Cranial Sacral Therapy: What is it and how can it help?

Cranial Sacral Therapy (CST) is a method of assessing misalignments in the body by observing restrictions in the flow of cerebrospinal fluid. This is the fluid surrounding the brain and spine, which is responsible for carrying nutrients from the bloodstream and eliminating waste. It also functions as a protective encasement of the central nervous system (CNS). 

The ebb and flow of cerebral fluid can be restricted due to impingement of a nerve, or lack of blood flow. Nerves travel between and beneath bones, muscles, and fascia (connective tissues), so misalignment can occur anywhere along their route and the results can be: decreased range of motion or function, decreased sensation, or pain and discomfort. 

Some underlying neurological conditions will have an impact as well and can also be treated with CST.

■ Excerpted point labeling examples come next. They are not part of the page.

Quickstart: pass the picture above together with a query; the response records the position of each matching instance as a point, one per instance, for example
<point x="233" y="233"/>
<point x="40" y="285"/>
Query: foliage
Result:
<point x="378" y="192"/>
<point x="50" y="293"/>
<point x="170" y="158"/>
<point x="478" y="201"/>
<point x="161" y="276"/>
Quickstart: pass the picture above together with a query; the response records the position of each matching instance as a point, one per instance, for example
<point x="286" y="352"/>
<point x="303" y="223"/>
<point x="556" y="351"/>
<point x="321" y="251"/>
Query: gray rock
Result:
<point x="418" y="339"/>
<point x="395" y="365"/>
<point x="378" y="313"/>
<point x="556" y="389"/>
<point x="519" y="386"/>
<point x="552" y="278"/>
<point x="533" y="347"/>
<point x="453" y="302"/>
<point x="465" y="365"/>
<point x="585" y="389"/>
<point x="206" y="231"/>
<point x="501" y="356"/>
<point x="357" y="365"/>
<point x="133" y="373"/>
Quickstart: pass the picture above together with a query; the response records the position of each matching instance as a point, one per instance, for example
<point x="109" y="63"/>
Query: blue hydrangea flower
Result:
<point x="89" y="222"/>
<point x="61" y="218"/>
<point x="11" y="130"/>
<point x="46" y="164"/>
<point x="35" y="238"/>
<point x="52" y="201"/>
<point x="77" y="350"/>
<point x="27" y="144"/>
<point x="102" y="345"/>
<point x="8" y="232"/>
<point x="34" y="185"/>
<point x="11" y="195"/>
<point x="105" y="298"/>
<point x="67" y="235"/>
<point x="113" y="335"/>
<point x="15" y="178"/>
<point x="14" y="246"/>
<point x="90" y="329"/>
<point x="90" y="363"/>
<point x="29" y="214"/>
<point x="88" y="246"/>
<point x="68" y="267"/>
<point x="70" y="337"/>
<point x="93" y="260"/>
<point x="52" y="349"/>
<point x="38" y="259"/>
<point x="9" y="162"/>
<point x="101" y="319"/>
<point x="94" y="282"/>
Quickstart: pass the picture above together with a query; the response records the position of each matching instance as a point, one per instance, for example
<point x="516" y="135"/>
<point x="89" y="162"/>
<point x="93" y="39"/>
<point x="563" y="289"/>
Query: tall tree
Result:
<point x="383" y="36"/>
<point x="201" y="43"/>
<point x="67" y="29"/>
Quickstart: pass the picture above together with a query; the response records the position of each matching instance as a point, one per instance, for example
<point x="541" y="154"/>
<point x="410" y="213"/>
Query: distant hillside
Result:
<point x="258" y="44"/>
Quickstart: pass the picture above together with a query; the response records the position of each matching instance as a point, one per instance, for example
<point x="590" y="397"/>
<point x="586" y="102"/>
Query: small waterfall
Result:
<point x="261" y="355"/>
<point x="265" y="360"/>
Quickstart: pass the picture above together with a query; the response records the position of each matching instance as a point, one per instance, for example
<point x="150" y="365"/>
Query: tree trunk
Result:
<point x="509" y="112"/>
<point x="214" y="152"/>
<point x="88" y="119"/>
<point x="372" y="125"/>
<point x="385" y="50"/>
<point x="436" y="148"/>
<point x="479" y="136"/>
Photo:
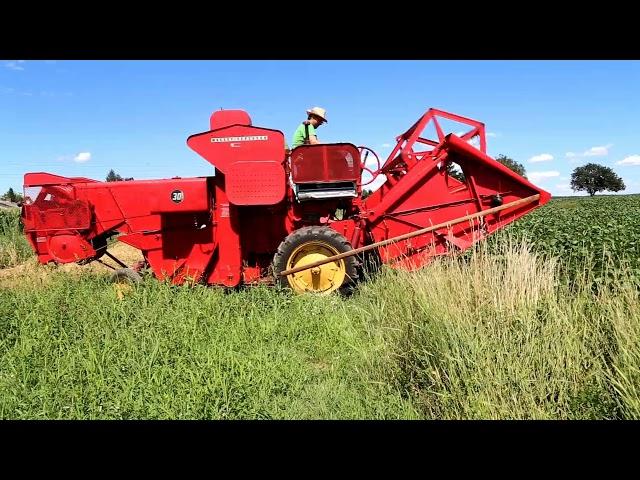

Listening Stations and Assessment

Regarding Cranial Sacral Therapy in osteopathy, practitioners are trained to observe subtle movements across the cranium and throughout the skeletal system. They can detect minute differences in the way cranial bones expand and contract, and in the direction they rotate as the client breathes. 

Although the eight cranial bones “fuse” together during the first two years of life, those sutures are not inflexible. The connective tissue between them allows for a subtle range of motion. These bones follow a measurable pattern of motion based on breath, and the interchange of blood and cerebral fluid.

The motion of the skull is not arbitrary. Restrictions in movement can mean there is an impingement, or even a lesion. When observing restrictions between cranial bones and along key points called “listening stations,” osteopaths can determine whether other symptoms in the body have a source in the central nervous system.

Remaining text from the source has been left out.